Tuesday, March 21, 2023

New You

Saint Paul pointed toward the continuity and discontinuity between seed and plant. Obviously, the potentiality of the oak is in the acorn, but the oak tree that rises from the acorn looks different from the acorn. Remember, that might hint, too, at why after Christ's resurrection, his disciples kept on not recognizing him even as the wounds revealed his body to be the exact same one that was nailed to the tree. And that led St. Paul to talk about differences in bodies and so in glory because, at the general resurrection, we won't all be the same; we will all be raised, true, but each will be given his or her own glory commensurate with the faithful use God's good gifts to us in this age.
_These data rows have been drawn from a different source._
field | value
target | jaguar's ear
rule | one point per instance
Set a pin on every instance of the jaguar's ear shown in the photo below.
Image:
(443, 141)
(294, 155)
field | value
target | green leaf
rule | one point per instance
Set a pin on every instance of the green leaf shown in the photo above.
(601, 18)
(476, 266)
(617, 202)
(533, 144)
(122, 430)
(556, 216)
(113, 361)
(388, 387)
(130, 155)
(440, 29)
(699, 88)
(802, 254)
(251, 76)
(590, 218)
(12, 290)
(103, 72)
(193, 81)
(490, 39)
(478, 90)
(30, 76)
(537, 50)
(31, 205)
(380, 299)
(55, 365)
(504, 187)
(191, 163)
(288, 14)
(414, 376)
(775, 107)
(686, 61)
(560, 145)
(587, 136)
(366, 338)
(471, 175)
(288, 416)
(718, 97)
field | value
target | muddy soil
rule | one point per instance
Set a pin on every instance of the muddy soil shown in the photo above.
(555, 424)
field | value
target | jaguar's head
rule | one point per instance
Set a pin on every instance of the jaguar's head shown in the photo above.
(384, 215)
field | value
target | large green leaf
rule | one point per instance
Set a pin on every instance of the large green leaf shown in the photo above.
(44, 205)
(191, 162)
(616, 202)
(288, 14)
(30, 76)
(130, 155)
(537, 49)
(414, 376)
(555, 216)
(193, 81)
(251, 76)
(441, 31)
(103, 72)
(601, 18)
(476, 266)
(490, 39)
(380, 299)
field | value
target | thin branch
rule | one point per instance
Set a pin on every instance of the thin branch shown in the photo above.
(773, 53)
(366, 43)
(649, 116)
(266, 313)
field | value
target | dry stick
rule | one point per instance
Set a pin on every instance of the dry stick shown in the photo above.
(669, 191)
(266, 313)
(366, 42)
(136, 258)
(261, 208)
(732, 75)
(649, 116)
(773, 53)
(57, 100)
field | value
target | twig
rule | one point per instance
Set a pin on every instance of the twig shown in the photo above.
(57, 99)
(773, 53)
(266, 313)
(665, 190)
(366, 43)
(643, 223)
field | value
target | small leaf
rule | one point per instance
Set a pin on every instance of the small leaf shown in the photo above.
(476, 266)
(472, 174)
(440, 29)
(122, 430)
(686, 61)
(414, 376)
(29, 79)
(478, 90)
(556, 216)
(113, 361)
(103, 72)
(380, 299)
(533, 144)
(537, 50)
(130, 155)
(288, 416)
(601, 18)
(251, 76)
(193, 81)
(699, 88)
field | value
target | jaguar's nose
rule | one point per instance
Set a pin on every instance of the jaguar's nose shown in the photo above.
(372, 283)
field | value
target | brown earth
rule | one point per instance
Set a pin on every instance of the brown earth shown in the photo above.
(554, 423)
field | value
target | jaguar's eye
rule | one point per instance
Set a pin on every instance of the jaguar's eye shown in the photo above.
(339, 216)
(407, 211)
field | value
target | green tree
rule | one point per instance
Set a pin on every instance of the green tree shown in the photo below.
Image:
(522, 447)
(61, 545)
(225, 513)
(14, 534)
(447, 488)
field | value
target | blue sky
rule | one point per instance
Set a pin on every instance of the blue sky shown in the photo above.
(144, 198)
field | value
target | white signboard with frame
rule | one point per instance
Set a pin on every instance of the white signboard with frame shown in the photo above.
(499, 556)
He who is seated on the throne that is, the one who has all authority in heaven and on earth, our Lord Jesus Christ. He is the one who makes all things new. That's not the same thing as making new things and included in that all things is you. This is the fundamental truth about the resurrection. Jesus does not craft a new you; he makes the real you, the old you new. You are truly raised in your body, but in such a way that sin no longer inheres.
It's all beyond our puny minds' ability to figure it out. But we rest assured, He who created and sustained all things by His powerful word will have no difficulty at all in accomplishing this. And with the same old you suddenly made new, there also will be the whole family of the redeemed made new, and the place in which we are to live with Jesus forever made new.